On June 12, 2009, US racer Thomas Montano rode the Mission One on the 37.733 mi course of the TTXGP on the Isle of Man. The bike finished in 4th place in the PRO class, with an average speed of 74.091 mph and a lap time of 30 minutes 33.26 seconds.

In September 2009, Mission's Product Manager Jeremy Cleland broke the AMA electric motorcycle land speed record during the BUB Motorcycle Speed Trials at the Bonneville Salt Flats in Utah riding the Mission One.

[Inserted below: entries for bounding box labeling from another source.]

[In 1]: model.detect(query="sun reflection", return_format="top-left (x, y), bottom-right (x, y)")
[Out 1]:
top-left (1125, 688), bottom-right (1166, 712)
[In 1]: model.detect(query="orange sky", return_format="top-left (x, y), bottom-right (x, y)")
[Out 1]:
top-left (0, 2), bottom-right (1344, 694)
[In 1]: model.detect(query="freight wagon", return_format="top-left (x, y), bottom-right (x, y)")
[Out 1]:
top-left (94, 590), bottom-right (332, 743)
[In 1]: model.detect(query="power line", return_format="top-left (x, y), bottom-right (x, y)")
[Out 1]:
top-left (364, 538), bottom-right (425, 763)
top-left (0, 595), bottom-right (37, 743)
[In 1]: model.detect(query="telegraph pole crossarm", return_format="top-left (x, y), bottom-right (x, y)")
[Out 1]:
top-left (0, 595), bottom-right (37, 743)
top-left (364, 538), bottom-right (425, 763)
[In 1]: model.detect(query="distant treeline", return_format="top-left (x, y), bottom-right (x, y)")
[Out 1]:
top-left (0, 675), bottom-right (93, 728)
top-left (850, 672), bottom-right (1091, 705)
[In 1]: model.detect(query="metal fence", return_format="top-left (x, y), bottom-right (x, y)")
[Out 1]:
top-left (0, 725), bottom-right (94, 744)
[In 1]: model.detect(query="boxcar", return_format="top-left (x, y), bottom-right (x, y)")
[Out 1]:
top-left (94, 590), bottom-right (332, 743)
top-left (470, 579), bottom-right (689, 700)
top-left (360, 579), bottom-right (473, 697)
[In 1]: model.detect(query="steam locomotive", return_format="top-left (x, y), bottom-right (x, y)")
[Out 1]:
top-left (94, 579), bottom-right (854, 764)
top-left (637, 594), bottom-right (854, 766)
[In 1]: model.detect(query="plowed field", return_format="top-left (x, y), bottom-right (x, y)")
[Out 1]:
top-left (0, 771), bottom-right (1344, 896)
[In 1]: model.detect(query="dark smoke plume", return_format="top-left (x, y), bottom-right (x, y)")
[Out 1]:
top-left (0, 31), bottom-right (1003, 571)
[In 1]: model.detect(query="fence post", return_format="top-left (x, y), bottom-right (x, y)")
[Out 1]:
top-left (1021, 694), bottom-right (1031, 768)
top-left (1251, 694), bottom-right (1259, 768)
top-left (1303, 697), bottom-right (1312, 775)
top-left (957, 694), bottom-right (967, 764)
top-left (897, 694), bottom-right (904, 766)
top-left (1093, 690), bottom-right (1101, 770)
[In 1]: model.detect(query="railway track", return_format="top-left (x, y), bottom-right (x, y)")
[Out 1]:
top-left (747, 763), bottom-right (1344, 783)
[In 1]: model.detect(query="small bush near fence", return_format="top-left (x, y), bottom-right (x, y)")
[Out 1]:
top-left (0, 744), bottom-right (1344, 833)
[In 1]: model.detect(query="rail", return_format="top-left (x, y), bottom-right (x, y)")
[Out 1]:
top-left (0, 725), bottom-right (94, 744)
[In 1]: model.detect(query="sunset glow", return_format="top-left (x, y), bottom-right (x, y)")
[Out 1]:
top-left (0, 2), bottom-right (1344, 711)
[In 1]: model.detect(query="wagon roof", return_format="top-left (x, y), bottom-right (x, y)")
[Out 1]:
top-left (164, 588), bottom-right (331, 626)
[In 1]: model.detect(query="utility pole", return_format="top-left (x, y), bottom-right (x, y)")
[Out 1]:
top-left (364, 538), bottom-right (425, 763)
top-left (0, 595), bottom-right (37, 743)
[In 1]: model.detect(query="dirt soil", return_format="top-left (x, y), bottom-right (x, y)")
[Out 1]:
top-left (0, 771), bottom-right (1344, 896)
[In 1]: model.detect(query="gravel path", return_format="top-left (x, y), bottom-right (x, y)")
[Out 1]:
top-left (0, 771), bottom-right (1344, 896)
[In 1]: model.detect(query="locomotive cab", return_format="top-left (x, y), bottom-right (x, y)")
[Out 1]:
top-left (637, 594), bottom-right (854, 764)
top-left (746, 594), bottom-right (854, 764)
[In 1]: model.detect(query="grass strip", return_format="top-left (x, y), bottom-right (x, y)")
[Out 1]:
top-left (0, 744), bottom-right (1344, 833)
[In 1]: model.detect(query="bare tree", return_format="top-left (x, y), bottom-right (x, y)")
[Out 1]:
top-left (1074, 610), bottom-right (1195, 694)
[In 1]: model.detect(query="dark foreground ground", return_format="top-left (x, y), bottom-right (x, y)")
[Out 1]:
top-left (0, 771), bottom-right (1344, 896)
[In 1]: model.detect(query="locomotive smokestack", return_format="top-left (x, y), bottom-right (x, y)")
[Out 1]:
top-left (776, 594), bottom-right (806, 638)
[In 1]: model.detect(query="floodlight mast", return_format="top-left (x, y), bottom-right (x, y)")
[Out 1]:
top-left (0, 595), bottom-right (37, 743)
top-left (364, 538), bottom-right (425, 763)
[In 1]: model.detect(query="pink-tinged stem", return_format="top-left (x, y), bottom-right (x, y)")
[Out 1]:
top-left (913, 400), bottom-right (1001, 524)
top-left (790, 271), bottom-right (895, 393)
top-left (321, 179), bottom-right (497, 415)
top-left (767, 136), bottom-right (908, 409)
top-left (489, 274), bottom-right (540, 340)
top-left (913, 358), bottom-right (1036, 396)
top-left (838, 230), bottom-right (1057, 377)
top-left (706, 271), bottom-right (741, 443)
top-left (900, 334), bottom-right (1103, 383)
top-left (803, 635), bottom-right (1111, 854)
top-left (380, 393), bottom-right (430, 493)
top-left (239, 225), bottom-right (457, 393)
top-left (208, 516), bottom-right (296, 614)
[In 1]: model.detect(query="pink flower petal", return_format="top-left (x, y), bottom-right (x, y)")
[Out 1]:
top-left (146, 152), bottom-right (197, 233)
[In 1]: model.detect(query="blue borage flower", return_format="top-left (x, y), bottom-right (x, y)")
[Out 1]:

The bike registered a 150.059 mph average of a two way pass.

Mission Motors did not race in 2010 in order to focus on bringing the Mission One to market.

In June 2011, Steve Rapp rode the Mission R at the ReFuel time trials at Laguna Seca and set an electric motorcycle lap record of 1:43.7.

On July 24, 2011, Steve Rapp rode the Mission R at the joint FIM/TTXGP race at Laguna Seca to a first-place victory, with a margin of 39.995 seconds to second-place finisher MotoCyzsz. Rapp's qualifying time of 1:31.3 broke the previous Laguna Seca electric vehicle record by 7.5 seconds.

On July 11, 2012, Jim Higgins rode the street legal Mission R at the Sonoma Raceway 1/4 mile drag strip and set a National Electric Drag Racing Association (NEDRA) street legal electric motorcycle record for the SMC/A3 class with a time of 10.602 @ 122.57 mph.

On June 4, 2014, John McGuinness rode the Honda Shinden San for Team Mugen at the Isle of Man TT Zero race to shatter the lap record with a time of 19 min, 17.300 sec for an average speed of 117.366 mph. Mission Motors was a major sponsor and supplier of electric powertrain technology for Team Mugen.